Als Rebell sieht sich der Kopf der Partei, der 50-jährige Volkswirtschaftsprofessor Bernd Lucke aus Hamburg, aber nicht.

„Eine Rebellion ist ja etwas Gewaltsames.“ Er nennt es „Aufbegehren gegen die Euro-Rettungspolitik“. Die Alternative", wie sich die Partei in Kurzform bezeichnet, besteht neben Lucke zur Mehrheit aus Euroskeptikern mittleren Alters, aus Intellektuellen des konservativ-liberalen Lagers. Dazu zählen der Publizist Konrad Adam, der ehemalige Tübinger Wirtschaftsprofessor Joachim Starbatty und der ehemalige Präsident des Bundesverbands der deutschen Industrie, Hans-Olaf Henkel. Die Protestpartei wirbt mit griffigen Parolen wie „Schluss mit diesem Euro“ und „Über Glühbirnen und Gurkenkrümmungen kann der Bundestag allein entscheiden“. Sie setzt sich für einen Europakurs nach britischer Denkart ein: so viel Europäische Union wie nötig, aber so wenig wie möglich. Doch wie soll ein Austritt aus dem Euro funktionieren? „Das kann nicht plötzlich und über Nacht geschehen, sondern nur gleitend“, meint Lucke. Dazu müssten gleichzeitig zum Euro nationale Währungen eingeführt werden.

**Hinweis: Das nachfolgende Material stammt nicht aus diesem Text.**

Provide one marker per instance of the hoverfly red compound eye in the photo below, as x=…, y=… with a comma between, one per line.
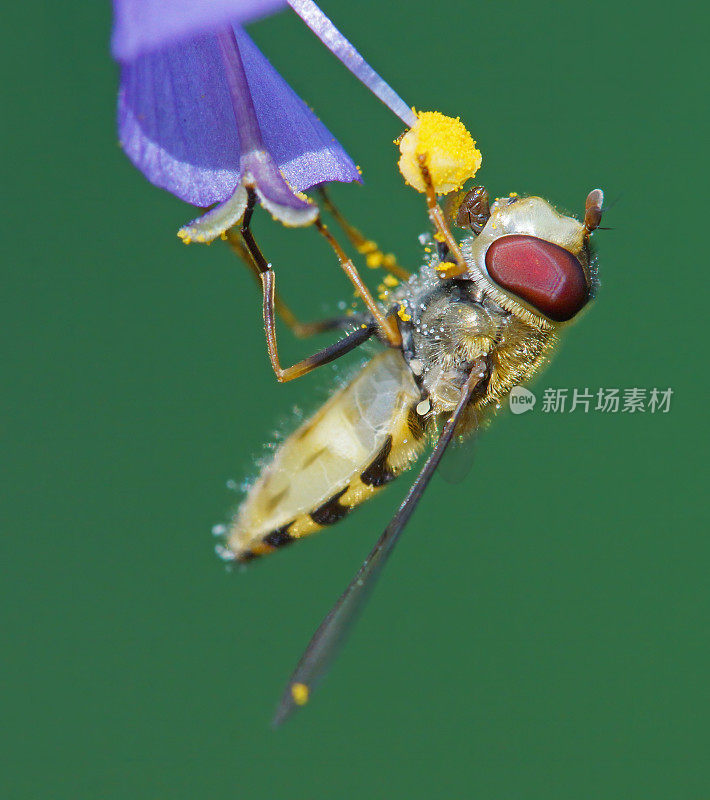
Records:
x=541, y=273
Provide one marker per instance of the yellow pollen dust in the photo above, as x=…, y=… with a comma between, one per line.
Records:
x=448, y=148
x=299, y=692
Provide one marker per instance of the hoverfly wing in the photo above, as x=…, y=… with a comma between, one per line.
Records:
x=332, y=632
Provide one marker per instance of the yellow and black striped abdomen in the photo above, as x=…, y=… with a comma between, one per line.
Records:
x=363, y=437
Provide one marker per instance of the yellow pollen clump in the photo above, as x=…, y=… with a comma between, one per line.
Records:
x=299, y=692
x=448, y=149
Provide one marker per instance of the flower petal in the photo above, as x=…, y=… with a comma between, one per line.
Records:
x=304, y=149
x=274, y=193
x=217, y=220
x=143, y=25
x=176, y=123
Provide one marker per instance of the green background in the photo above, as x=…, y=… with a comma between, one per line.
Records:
x=542, y=629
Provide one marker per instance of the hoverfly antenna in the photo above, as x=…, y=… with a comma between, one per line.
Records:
x=593, y=209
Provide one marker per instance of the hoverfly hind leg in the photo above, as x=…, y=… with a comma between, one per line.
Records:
x=332, y=632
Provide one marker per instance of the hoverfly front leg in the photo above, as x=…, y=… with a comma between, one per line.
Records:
x=266, y=275
x=387, y=326
x=375, y=257
x=302, y=330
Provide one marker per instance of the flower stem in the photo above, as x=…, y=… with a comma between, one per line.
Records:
x=331, y=37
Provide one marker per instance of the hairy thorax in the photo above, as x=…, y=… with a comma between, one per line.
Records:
x=454, y=323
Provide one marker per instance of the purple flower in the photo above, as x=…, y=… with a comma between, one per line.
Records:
x=203, y=114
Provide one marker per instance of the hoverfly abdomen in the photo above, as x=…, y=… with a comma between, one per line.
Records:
x=358, y=442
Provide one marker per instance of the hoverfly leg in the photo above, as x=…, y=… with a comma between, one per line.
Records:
x=302, y=330
x=375, y=257
x=319, y=359
x=332, y=632
x=268, y=283
x=387, y=325
x=443, y=232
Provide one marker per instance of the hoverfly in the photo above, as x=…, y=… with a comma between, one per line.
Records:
x=470, y=325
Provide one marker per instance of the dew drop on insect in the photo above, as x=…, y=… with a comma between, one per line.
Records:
x=224, y=553
x=423, y=407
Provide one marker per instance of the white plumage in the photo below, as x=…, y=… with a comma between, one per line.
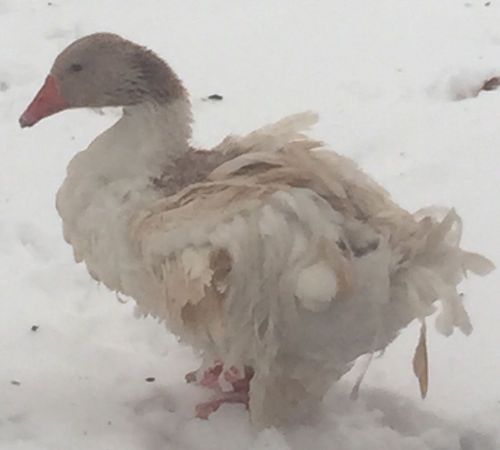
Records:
x=268, y=252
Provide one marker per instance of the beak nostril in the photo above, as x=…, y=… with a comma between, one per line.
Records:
x=47, y=101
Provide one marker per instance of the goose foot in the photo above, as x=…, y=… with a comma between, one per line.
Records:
x=238, y=393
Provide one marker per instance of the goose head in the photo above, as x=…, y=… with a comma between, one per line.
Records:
x=103, y=69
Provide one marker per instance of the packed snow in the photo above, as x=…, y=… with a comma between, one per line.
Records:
x=398, y=87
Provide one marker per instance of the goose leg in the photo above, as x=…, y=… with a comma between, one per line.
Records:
x=239, y=393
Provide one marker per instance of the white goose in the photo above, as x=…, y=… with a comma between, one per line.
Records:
x=279, y=261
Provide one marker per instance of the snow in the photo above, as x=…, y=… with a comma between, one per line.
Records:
x=395, y=83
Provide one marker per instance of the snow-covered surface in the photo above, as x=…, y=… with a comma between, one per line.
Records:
x=385, y=77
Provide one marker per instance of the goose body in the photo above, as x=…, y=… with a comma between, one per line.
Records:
x=277, y=258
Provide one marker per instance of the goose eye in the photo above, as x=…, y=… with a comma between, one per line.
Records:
x=75, y=67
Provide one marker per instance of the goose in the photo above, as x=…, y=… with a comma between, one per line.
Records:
x=276, y=259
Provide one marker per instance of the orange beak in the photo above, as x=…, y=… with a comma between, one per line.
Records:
x=48, y=101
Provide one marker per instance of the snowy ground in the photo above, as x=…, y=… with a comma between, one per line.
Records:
x=395, y=83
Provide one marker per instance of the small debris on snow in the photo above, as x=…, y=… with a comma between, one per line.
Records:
x=213, y=97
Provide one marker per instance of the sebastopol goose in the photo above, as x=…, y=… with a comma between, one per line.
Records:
x=276, y=259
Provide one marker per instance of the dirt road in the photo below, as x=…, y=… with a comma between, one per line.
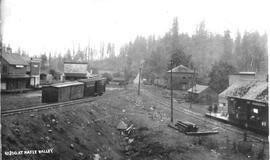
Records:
x=89, y=131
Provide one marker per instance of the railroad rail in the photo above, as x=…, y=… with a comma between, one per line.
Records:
x=39, y=107
x=45, y=106
x=199, y=118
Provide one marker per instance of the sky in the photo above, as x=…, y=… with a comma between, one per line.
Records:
x=39, y=26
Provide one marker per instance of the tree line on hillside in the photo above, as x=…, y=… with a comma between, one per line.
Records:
x=212, y=56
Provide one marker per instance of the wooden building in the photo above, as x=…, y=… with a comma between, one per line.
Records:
x=247, y=104
x=75, y=70
x=202, y=94
x=182, y=78
x=61, y=92
x=13, y=70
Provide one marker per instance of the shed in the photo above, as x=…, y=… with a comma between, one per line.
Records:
x=100, y=85
x=89, y=86
x=203, y=94
x=75, y=70
x=182, y=78
x=13, y=71
x=248, y=104
x=61, y=92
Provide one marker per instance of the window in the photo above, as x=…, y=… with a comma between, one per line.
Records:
x=4, y=69
x=255, y=110
x=19, y=66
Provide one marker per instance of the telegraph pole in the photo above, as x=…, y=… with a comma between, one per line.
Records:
x=139, y=84
x=140, y=70
x=192, y=83
x=171, y=94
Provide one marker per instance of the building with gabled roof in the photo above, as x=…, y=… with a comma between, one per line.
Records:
x=182, y=78
x=202, y=94
x=247, y=104
x=13, y=70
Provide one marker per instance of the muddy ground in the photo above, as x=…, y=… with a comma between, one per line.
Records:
x=89, y=131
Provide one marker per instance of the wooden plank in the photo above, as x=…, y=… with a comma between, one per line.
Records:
x=201, y=133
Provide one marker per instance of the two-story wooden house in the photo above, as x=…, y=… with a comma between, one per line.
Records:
x=13, y=70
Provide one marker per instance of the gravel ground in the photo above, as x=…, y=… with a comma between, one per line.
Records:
x=89, y=131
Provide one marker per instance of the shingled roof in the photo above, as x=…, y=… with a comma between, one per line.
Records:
x=181, y=69
x=253, y=90
x=14, y=59
x=198, y=88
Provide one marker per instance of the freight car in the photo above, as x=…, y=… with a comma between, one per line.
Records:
x=249, y=114
x=68, y=91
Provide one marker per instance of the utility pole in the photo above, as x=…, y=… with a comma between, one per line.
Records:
x=140, y=70
x=171, y=94
x=139, y=84
x=192, y=83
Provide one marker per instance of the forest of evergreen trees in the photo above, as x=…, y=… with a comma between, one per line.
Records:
x=206, y=52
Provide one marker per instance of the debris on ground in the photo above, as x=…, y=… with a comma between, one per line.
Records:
x=71, y=146
x=122, y=125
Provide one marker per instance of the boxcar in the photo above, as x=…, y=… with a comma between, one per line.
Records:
x=100, y=85
x=89, y=87
x=61, y=92
x=249, y=114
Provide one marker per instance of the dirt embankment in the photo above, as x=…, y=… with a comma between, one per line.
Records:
x=89, y=131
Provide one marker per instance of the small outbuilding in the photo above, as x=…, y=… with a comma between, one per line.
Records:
x=61, y=92
x=202, y=94
x=247, y=104
x=13, y=70
x=182, y=78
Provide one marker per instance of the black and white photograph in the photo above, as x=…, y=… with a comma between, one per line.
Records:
x=134, y=79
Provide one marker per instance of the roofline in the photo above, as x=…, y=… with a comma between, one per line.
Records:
x=70, y=62
x=248, y=99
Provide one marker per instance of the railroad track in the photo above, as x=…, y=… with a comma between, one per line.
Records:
x=202, y=120
x=39, y=107
x=45, y=106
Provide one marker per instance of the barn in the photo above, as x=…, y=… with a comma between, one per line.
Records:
x=202, y=94
x=248, y=104
x=182, y=78
x=13, y=70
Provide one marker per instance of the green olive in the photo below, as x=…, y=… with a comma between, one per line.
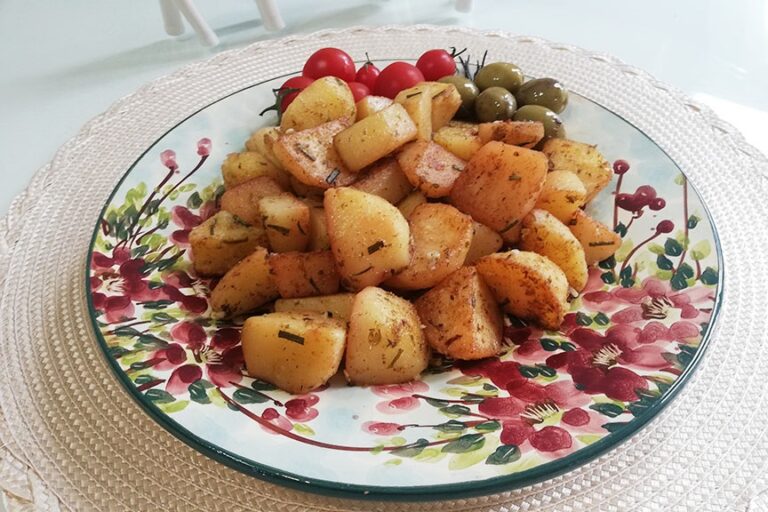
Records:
x=467, y=90
x=546, y=92
x=495, y=104
x=499, y=74
x=553, y=125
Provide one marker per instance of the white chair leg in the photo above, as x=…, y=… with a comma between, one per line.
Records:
x=171, y=18
x=270, y=15
x=207, y=36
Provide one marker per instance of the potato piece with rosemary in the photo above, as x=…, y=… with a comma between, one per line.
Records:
x=518, y=133
x=370, y=105
x=485, y=241
x=324, y=100
x=563, y=195
x=545, y=235
x=500, y=185
x=385, y=344
x=221, y=241
x=243, y=199
x=297, y=352
x=459, y=138
x=385, y=179
x=584, y=160
x=241, y=167
x=430, y=167
x=304, y=274
x=461, y=318
x=374, y=137
x=245, y=287
x=527, y=285
x=311, y=157
x=370, y=238
x=337, y=306
x=598, y=240
x=440, y=239
x=286, y=221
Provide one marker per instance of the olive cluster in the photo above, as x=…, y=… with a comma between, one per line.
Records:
x=498, y=91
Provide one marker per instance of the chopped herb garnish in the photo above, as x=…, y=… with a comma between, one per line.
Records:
x=280, y=229
x=290, y=337
x=331, y=178
x=375, y=247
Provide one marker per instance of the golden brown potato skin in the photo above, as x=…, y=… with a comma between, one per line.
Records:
x=500, y=185
x=527, y=285
x=440, y=239
x=304, y=274
x=385, y=344
x=221, y=241
x=545, y=235
x=296, y=352
x=461, y=317
x=598, y=240
x=247, y=286
x=370, y=238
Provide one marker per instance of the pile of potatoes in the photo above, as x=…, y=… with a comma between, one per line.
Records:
x=373, y=232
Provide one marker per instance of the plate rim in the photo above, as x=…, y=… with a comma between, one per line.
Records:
x=445, y=491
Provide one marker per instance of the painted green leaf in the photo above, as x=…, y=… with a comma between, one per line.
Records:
x=465, y=443
x=709, y=276
x=248, y=396
x=672, y=247
x=159, y=396
x=607, y=409
x=504, y=454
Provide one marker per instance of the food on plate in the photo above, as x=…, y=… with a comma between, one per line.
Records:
x=380, y=227
x=297, y=352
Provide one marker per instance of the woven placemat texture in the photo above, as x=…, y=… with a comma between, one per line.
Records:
x=71, y=437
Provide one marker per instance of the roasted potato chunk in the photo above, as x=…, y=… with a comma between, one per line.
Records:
x=324, y=100
x=370, y=105
x=241, y=167
x=562, y=196
x=221, y=241
x=500, y=185
x=384, y=340
x=337, y=306
x=374, y=137
x=459, y=138
x=430, y=167
x=243, y=200
x=311, y=157
x=440, y=239
x=597, y=239
x=246, y=286
x=461, y=317
x=369, y=237
x=296, y=352
x=527, y=285
x=385, y=179
x=545, y=235
x=518, y=133
x=584, y=160
x=286, y=221
x=304, y=274
x=485, y=241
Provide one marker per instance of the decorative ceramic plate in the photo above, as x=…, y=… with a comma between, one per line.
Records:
x=555, y=400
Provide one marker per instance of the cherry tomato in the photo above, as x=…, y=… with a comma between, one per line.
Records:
x=359, y=91
x=297, y=82
x=367, y=75
x=436, y=64
x=396, y=77
x=330, y=62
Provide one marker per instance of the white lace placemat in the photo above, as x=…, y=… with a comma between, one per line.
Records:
x=72, y=438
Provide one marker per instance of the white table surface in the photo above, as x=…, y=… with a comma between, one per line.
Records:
x=64, y=62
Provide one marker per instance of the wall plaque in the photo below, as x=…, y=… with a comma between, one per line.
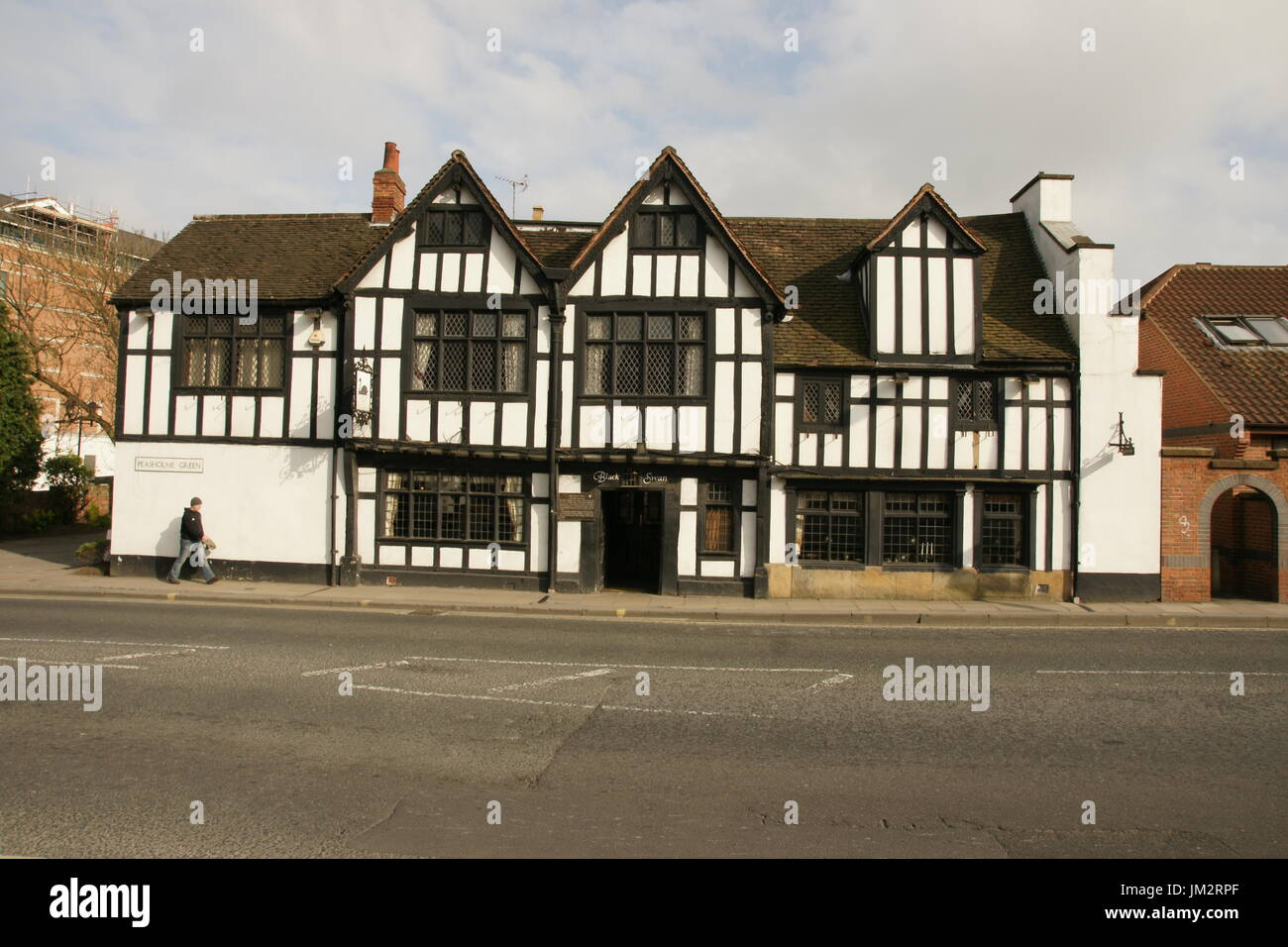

Dass die Lösungen der „Alternative für Deutschland“ auf Interesse stoßen, zeigte eine Informationsveranstaltung, zu der die Euro-Kritiker vergangene Woche eingeladen hatten. Rund 1200 Menschen kamen in die Stadthalle im hessischen Oberursel. „Seitdem werden wir täglich förmlich überrannt mit Unterstützungs-E-Mails“, sagt Lucke und sieht darin ein Zeichen dafür, dass die Partei eine Stimmung in der Gesellschaft aufgreife.

Am 14. April soll der konstituierende Parteitag in Berlin stattfinden. Danach sollen Landesverbände aufgebaut und Landeslisten erstellt werden, damit die Partei an der Bundestagswahl teilnehmen kann. Dazu muss sie – sobald die Landeslisten komplett sind – bis zum 15. Juli in jedem Bundesland Unterschriften von entweder 0,1 Prozent der Wahlberechtigten oder mindestens 2000 Personen je Bundesland sammeln. Lucke sieht darin keine unüberwindliche Hürde. Und er glaubt, dass seine Partei den Einzug in den Bundestag schaffen kann.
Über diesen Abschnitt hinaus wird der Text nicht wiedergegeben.